Am besten ist es, dem Wasser eines der fäulnißwidrigen Mittel zuzusetzen, und ich spreche hiermit den Wunsch aus, daß in jeder Haushaltung ein Glas mit einer der früher genannten antiseptischen Lösungen (Carbol-, Salicyl-, Borlösung), welche in jeder Apotheke zu haben sind, vorräthig gehalten werden möge.

Wenn man dann als Verband auf die Wunde ein Stück reine Leinwand (Compresse) legt, welche in diese Flüssigkeit getaucht ist, so ist man sicher, dem Verwundeten wenigstens keinen weiteren Schaden zu thun, bis der Arzt kommt.

Ist kein Arzt in der Nähe und muß der Verwundete zu ihm hingebracht werden, so ist es nothwendig, diesen vorläufigen Verband mittelst eines Tuches oder einer Binde auf der Wunde zu befestigen und zugleich das verwundete Glied gut zu unterstützen.

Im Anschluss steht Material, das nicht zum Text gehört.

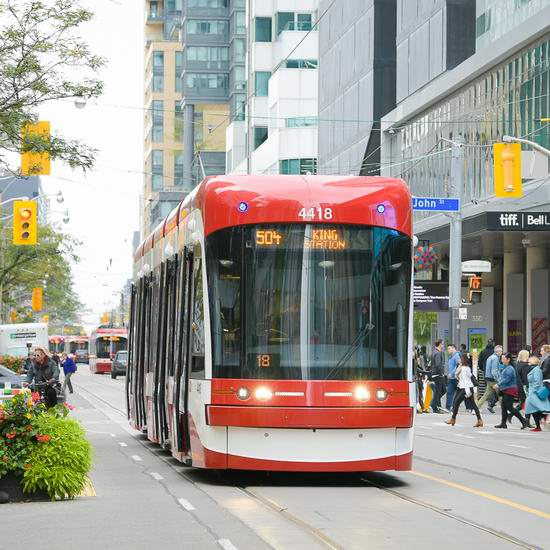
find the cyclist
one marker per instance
(44, 371)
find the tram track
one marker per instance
(447, 513)
(228, 478)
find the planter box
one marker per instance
(11, 484)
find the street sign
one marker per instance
(436, 204)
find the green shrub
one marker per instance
(13, 363)
(59, 464)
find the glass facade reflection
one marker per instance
(507, 100)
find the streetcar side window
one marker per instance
(197, 324)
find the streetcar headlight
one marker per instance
(263, 394)
(361, 393)
(381, 394)
(243, 393)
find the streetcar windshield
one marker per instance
(309, 302)
(107, 346)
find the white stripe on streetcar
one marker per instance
(226, 544)
(184, 503)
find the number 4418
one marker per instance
(315, 213)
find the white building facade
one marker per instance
(277, 134)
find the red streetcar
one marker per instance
(270, 326)
(104, 343)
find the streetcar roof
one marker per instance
(366, 200)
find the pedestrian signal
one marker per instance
(24, 223)
(37, 298)
(507, 170)
(474, 289)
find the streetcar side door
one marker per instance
(181, 444)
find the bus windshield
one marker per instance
(107, 346)
(309, 302)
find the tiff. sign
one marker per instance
(518, 221)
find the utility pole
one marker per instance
(455, 240)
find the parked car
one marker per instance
(81, 356)
(120, 363)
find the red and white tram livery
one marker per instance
(270, 325)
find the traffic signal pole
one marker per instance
(455, 240)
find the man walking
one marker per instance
(437, 376)
(492, 368)
(454, 361)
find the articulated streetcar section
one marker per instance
(270, 326)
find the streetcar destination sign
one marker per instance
(518, 221)
(436, 204)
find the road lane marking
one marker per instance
(184, 503)
(483, 494)
(226, 544)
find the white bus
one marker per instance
(15, 339)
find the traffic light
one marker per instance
(507, 170)
(37, 298)
(474, 289)
(33, 163)
(24, 223)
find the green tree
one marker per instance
(47, 264)
(42, 58)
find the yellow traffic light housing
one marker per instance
(24, 223)
(37, 298)
(507, 170)
(33, 163)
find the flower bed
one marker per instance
(42, 447)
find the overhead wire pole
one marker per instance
(455, 240)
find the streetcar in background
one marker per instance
(104, 343)
(270, 326)
(56, 343)
(78, 346)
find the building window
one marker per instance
(157, 164)
(158, 121)
(207, 81)
(158, 71)
(195, 26)
(290, 21)
(179, 70)
(302, 122)
(178, 122)
(240, 22)
(214, 4)
(239, 75)
(239, 50)
(301, 63)
(260, 135)
(298, 166)
(178, 168)
(261, 83)
(483, 23)
(210, 57)
(262, 29)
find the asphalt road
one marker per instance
(482, 488)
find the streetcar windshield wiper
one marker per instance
(361, 335)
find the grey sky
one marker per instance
(104, 205)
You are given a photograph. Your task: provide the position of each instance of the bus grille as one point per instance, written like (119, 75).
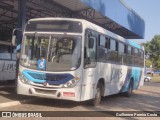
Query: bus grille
(48, 77)
(52, 92)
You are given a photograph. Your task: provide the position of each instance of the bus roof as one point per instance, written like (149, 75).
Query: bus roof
(94, 27)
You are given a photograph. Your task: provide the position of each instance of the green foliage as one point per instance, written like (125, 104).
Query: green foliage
(152, 50)
(148, 63)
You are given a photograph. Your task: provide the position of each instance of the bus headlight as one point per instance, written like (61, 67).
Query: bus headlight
(71, 83)
(23, 79)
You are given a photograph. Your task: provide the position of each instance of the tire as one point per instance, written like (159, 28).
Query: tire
(96, 101)
(146, 80)
(130, 89)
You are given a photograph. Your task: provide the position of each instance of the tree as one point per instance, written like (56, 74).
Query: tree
(152, 49)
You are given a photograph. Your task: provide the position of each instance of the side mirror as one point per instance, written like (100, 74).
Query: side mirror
(87, 61)
(14, 40)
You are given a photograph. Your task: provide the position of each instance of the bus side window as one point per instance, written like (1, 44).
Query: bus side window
(90, 52)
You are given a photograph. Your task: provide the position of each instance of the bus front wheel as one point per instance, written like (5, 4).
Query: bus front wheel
(130, 89)
(98, 95)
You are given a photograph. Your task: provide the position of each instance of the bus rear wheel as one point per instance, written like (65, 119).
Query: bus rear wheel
(96, 101)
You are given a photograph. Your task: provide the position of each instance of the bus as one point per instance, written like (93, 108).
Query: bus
(7, 61)
(74, 59)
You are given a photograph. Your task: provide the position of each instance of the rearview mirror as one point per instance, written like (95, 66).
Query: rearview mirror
(14, 40)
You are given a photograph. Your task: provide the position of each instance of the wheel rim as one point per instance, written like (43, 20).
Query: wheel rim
(98, 96)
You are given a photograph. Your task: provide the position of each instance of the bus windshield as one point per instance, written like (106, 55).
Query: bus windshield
(60, 52)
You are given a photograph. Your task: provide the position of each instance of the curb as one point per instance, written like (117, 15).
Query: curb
(14, 103)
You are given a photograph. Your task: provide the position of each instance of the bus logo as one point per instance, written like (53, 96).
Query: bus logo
(45, 83)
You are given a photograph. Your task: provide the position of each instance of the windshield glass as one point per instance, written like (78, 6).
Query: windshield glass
(51, 52)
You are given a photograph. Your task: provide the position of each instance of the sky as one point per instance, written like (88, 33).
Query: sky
(149, 10)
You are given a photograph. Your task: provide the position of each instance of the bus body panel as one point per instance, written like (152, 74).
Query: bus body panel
(116, 76)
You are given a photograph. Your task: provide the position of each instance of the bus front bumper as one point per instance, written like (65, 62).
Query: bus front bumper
(55, 93)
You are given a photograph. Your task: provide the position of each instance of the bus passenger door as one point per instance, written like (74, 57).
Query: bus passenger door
(89, 71)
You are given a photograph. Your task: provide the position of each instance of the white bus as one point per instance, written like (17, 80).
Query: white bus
(7, 61)
(73, 59)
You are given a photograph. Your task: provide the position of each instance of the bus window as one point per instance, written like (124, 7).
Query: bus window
(113, 54)
(90, 52)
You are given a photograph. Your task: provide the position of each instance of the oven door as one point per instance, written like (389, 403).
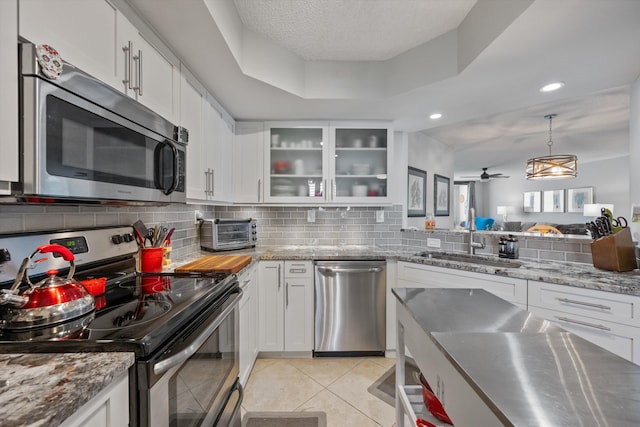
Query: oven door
(74, 148)
(195, 381)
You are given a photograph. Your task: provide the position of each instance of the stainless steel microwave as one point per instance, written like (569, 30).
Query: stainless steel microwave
(82, 140)
(227, 234)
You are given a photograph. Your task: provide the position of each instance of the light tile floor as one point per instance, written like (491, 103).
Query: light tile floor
(336, 386)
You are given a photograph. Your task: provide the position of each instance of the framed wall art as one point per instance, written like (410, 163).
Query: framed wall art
(441, 195)
(531, 201)
(417, 192)
(553, 201)
(578, 197)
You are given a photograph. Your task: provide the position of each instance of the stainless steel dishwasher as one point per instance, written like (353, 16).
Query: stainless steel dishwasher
(350, 308)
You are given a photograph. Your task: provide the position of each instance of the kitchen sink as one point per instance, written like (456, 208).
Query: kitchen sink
(471, 259)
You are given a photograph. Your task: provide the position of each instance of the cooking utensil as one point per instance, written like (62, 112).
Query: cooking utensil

Ist die Wunde mit einer Schicht von geronnenem Blute überzogen, so hüte man sich, dieselbe abzuwischen oder wegzuspülen, weil man dadurch die Blutung auf’s Neue hervorrufen könnte!“

Wir begegnen in der Regel bei den Wunden noch einer anderen Erscheinung, welche oft den Tod des Verletzten verursacht, der Blutung, deren Gefährlichkeit von der Größe und der Art der geöffneten Adern abhängt. Aber auch diese Gefahr wußte die Chirurgie in der jüngsten Zeit auf die sinn- und erfolgreichste Weise zu mildern, indem sie gegen dieselbe das einfache Mittel der elastischen Einschnürung anwandte. Wir verzichten jedoch darauf, auf dieses Capitel hier näher einzugehen, da wir zu unserer Freude von dem großen Chirurgen, welcher dieselbe erfunden und eingeführt hat, von Professor Fr. Esmarch selbst, einen speciell dieses Thema behandelnden Artikel für die „Gartenlaube“ freundlichst zugesagt erhielten.


2.0 Die erste Hülfe bei Brandverletzungen.

Es sei uns noch gestattet, auf die Verhütung und Behandlung einer Verletzung einzugehen, welche in Folge von Unvorsichtigkeiten leider so oft in den Familien vorkommt und von den schmerzlichsten und gefährlichsten Folgen begleitet sein kann. Es ist dies die durch Einwirkung starker Hitze, des Feuers, der Flamme oder geschmolzener Metalle auf die Haut und die darunter liegenden Theile entstehende Verbrennung, oder die durch heißes Wasser oder

  1. „Die erste Hülfe bei plötzlichen Unglücksfällen“ von Dr. Friedrich Esmarch. (Leipzig, F. C. W. Vogel. Preis 1,50 Mark.)

Anmerkungen (Wikisource)

  1. Joseph Lister (1827-1912)
Empfohlene Zitierweise:
Verschiedene: Die Gartenlaube (1882). Leipzig: Ernst Keil, 1882, Seite 311. Digitale Volltext-Ausgabe bei Wikisource, URL: https://de.wikisource.org/w/index.php?title=Seite:Die_Gartenlaube_(1882)_311.jpg&oldid=- (Version vom 21.2.2023)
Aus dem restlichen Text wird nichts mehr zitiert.